Although some employers may question the need for an HR manual if contracts of employment are already in place, manuals complement these contracts. Contracts of employment set out the terms and conditions of a particular employee’s employment – including their salary and responsibilities etc. – which are conditions that generally do not regularly change and are specific to the worker. Policies and procedures on the other hand complement employment contracts and apply to the wider workplace. These may change as the business evolves and expands. Typically, employment contracts contain a clause where the employee acknowledges they have read and understood the workplace’s policies and procedures as set out in the HR manual.

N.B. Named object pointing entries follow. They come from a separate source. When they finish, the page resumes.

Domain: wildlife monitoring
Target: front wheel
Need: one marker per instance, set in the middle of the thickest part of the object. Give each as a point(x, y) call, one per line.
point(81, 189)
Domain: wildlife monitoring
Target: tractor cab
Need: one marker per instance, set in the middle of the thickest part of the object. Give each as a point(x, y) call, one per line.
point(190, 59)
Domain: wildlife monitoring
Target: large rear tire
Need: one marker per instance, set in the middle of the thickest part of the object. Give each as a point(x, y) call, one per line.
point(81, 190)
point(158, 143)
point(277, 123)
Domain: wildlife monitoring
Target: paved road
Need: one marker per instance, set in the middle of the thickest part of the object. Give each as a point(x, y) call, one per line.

The advantages of an HR manual include:

  • help ensure consistency of treatment in relation to employees. This in turn can reduce tension in the workplace.
  • orientate new workers around how the workplace functions. HR manuals are particularly useful in the induction process to ensure new workers are on the same page as the employer and their colleagues from day one.
  • better equip employers to defend claims of breach of employer obligations. If the rules and policies are observed by an employer and the employee is aware of them, for example in relation to disciplinary action, then the employer may be less exposed legally.
  • provide workers with knowledge about what is expected of them, particularly around behaviour and performance standards.

Importantly, HR manuals must be consistent with the wider workplace laws. These include those in relation to Fair Work, discrimination, bullying and harassment, OH&S, and privacy.

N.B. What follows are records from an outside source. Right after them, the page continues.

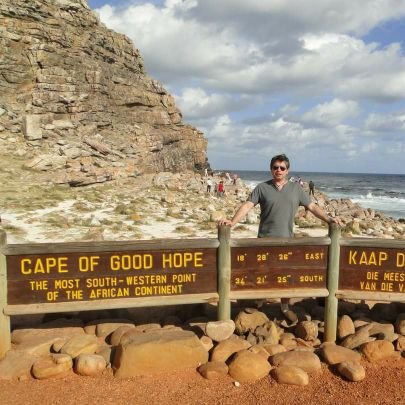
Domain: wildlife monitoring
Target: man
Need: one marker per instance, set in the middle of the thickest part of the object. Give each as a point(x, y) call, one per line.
point(279, 200)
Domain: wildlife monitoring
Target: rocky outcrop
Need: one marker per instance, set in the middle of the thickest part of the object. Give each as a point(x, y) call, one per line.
point(75, 99)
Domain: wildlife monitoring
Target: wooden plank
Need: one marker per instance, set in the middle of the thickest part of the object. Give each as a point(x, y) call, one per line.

It’s best practice, when drafting HR manuals, to bring employees along with you. You may wish to consult with key employees when drafting the manual, and give them an opportunity to review the first drafts of your manual and provide feedback with a view to making reasonable alterations. Staff training may be provided when the manual is released, a copy made available to all employees, and notification provided when any significant changes are made.

Manuals can be drafted internally, or with the assistance specialist HR firms or advisers.